Department of Geriatric Medicine,Department of Medicine, The Alasteir Frazer and John Squire Metabolic and Clinical Investigation Unit, East Birmingham Hospital Birmingham B9 5ST
Department of Medicine, The Alasteir Frazer and John Squire Metabolic and Clinical Investigation Unit, East Birmingham Hospital Birmingham B9 5ST
University of Birmingham, The Alasteir Frazer and John Squire Metabolic and Clinical Investigation Unit, East Birmingham Hospital Birmingham B9 5ST
The Alasteir Frazer and John Squire Metabolic and Clinical Investigation Unit, East Birmingham Hospital Birmingham B9 5ST

The pathogenesis of malabsorption has been studied in 70 patients who presented over the age of 65 years and who were referred to a special investigative unit. Often more than one cause was apparent. Fourteen patients had pancreatic insufficiency, most of whom had no history of pain, alcoholism or gallstones. Twenty-three patients had the postgastrectomy syndrome or small-bowel diverticulosis or both. There were eight coeliacs aged 65–72 years at diagnosis. Fifteen patients had an anatomically normal small bowel; eight of these were over 80 years old, and 10 had vitamin B12 deficiency of whom five had confirmed pernicious anaemia. Enterobacterial overgrowth was a feature of all diagnostic groups except pancreatic and coeliac disease.

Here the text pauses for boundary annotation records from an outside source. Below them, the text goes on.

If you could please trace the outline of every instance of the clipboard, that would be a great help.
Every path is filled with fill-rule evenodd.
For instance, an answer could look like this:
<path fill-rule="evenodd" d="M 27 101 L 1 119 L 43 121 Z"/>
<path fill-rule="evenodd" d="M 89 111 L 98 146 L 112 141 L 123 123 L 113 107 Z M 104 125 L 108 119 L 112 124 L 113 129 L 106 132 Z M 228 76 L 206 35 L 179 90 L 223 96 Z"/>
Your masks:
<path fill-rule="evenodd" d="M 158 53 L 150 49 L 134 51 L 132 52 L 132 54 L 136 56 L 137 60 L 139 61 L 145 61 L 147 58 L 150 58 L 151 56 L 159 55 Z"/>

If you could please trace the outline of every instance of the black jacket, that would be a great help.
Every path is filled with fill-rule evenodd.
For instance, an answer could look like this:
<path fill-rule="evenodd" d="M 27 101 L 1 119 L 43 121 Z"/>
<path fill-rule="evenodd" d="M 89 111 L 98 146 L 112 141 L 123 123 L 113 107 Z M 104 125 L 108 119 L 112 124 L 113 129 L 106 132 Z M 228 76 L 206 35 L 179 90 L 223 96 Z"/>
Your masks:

Vitamin B12 deficiency may be an effect of malabsorption, but can also be a cause through impairment of enterocyte function. The association of pernicious anaemia and B12 deficiency with otherwise unexplained malabsorption and bacterial overgrowth suggests that gastric atrophy is a major causal factor in this syndrome, combined in some cases with a ‘vicious circle’ of B12 malabsorption and deficiency.

accepted in revised form February 20, 1986.